Reescrever radicalmente a Seção 2, disse Rudensky, “tornaria muito mais difícil, se não impossível, para os eleitores de cor, bem como grupos de direitos civis e grupos comunitários que trabalham com eleitores que enfrentam discriminação no redistritamento, encontrar alívio”.
Nos últimos anos, os defensores dos direitos de voto têm dependido mais fortemente das proteções da Seção 2, já que o VRA continua a sofrer a morte por mil cortes.

Mais infame, por meio do Shelby County v. Holder de 2013, o tribunal superior eliminou a Seção 5 do VRA ao liberar as jurisdições com histórico de discriminação racial na votação de terem que obter aprovação federal, ou “pré-autorização”, antes de mudar suas leis eleitorais.
“Jogar fora a pré-autorização quando funcionou e continua funcionando para impedir mudanças discriminatórias é como jogar fora seu guarda-chuva em uma tempestade porque você não está se molhando”, disse a falecida juíza Ruth Bader Ginsburg em sua renomada dissidência.
A onda de leis de votação restritivas após Shelby provou seu ponto.
Crucialmente, em Merrill, não é apenas o conceito abstrato de representação justa que está na balança.
“A lógica subjacente do VRA é que com a igualdade política vem uma resolução mais natural para as desigualdades sistêmicas em áreas como educação, habitação, saúde e emprego”, disse Rudensky. “E a realidade é que isso se confirma. Quando você olha para lugares onde eleitores de cor foram sistematicamente excluídos – lugares que tinham legados ininterruptos de discriminação – e onde você viu reivindicações de VRA bem-sucedidas, os resultados econômicos para comunidades negras em particular melhoraram significativamente.”
Dito de outra forma, o VRA criou caminhos para a classe média e para a autossuficiência econômica para grupos raciais que há muito são marginalizados nos EUA.
Dowdy expressou sentimentos semelhantes. Mais especificamente, ela enfatizou que o redistritamento tem um impacto direto na alocação de poder e recursos públicos.

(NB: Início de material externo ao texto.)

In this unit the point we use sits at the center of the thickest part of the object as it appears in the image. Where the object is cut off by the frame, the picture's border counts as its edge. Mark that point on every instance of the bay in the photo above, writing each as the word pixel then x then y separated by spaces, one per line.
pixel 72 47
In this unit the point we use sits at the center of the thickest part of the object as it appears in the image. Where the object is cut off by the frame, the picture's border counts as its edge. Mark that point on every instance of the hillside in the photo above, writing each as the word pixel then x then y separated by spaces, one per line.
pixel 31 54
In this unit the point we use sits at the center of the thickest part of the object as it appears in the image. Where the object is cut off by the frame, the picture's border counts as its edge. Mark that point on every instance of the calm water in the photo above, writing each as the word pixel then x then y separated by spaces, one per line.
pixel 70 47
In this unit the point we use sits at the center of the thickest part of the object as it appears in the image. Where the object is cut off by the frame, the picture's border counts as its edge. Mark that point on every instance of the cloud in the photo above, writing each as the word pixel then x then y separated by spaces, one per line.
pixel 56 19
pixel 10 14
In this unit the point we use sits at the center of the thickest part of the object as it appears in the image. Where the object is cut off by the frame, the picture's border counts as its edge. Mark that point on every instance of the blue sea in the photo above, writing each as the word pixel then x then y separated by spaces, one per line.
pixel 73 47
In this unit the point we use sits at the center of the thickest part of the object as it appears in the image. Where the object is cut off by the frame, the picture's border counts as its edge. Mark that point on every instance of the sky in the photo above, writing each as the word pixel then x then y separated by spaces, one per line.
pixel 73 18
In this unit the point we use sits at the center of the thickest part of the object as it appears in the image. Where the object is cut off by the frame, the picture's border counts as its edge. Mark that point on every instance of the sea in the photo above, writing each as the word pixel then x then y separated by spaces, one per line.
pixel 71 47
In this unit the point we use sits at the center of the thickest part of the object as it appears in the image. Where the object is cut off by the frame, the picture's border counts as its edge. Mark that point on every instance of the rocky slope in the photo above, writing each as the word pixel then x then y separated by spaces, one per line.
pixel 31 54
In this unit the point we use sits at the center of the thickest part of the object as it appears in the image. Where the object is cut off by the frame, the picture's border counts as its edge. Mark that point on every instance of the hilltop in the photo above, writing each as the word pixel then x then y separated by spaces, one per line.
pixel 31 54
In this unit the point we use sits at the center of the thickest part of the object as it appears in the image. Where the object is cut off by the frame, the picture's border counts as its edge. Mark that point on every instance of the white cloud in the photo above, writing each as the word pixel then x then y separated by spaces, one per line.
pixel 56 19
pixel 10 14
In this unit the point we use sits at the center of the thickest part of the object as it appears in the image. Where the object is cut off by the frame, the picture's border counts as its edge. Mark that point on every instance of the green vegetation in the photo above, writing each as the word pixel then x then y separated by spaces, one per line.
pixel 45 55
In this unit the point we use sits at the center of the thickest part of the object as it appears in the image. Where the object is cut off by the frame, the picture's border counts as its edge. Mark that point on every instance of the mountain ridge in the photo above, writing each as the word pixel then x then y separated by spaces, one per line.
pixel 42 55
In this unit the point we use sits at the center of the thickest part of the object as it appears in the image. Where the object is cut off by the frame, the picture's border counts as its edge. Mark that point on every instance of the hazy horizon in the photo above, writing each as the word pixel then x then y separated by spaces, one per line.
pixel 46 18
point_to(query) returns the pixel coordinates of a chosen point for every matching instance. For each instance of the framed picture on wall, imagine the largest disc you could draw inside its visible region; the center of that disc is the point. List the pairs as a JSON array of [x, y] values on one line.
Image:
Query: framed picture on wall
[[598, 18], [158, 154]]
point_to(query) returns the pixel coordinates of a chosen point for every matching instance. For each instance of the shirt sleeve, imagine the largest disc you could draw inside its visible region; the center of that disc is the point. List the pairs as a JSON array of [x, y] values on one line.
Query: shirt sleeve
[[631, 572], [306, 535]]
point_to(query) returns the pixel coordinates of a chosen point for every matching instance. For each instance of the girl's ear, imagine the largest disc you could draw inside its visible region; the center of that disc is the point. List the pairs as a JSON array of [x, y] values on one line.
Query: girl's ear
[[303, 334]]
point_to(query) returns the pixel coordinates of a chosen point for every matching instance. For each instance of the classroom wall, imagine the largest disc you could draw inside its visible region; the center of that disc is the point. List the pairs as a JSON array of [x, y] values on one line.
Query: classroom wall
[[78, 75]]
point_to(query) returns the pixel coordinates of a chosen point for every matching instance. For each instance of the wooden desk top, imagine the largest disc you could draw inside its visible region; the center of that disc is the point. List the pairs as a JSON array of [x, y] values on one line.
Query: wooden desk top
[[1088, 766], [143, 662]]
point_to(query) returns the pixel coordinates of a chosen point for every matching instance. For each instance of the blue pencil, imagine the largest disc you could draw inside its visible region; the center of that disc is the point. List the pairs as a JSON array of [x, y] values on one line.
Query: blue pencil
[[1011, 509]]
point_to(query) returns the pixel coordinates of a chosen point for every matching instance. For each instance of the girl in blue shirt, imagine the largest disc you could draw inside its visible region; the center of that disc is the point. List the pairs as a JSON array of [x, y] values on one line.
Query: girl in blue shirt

“Quando os membros de uma comunidade podem eleger um candidato que compartilhe suas preocupações e entenda suas necessidades, é assim que a mudança e o empoderamento reais podem acontecer. Muitas vezes, quando você passa por bairros predominantemente negros, nossos bairros não parecem os melhores. É porque nem sempre temos as pessoas certas lutando por nós para obter os recursos certos”, disse Dowdy.
Ela acrescentou: “É tão simples quanto isso”.
Nos próximos meses, observadores da corte experientes terão muito o que analisar. Eles examinarão os argumentos orais e tentarão descobrir onde diferentes juízes estão sobre a questão.
Na terça-feira, membros da maioria conservadora do tribunal pareciam rejeitar os argumentos mais extremistas do Alabama enquanto tentavam encontrar uma maneira de preservar o mapa do Congresso do estado.
Rudensky disse que, se os anos passados servirem de guia, provavelmente veremos uma opinião divulgada no final do mandato, porque o Merrill é um caso tão importante e provavelmente produzirá divisões nítidas na quadra.
Tish Gotell Faulks, diretora jurídica da ACLU do Alabama, que esteve envolvida no litígio de redistritamento, sublinhou que o que está em jogo é a oportunidade de os eleitores não-brancos terem suas vozes ouvidas.
“Ainda estamos travando velhas batalhas”, disse ela à CNN. “Não deveria ser uma questão em aberto se os eleitores negros têm ou não oportunidades iguais de eleger candidatos de sua escolha.”
De certa forma, Jackson vê esse momento como um lembrete de quão valiosa é a franquia.
“Parece que nós (americanos negros) nunca fomos realmente aceitos como cidadãos plenos deste país”, disse ela. “E este caso é um lembrete para nossos jovens, que sempre tiveram o direito de votar, que nossos votos Faz matéria. Porque se nossos votos não importassem, eles (legisladores) não estariam se esforçando tanto para tirar isso imediatamente.”
Ou, como disse Dowdy: “É um lembrete de que nunca devemos ficar muito confortáveis”.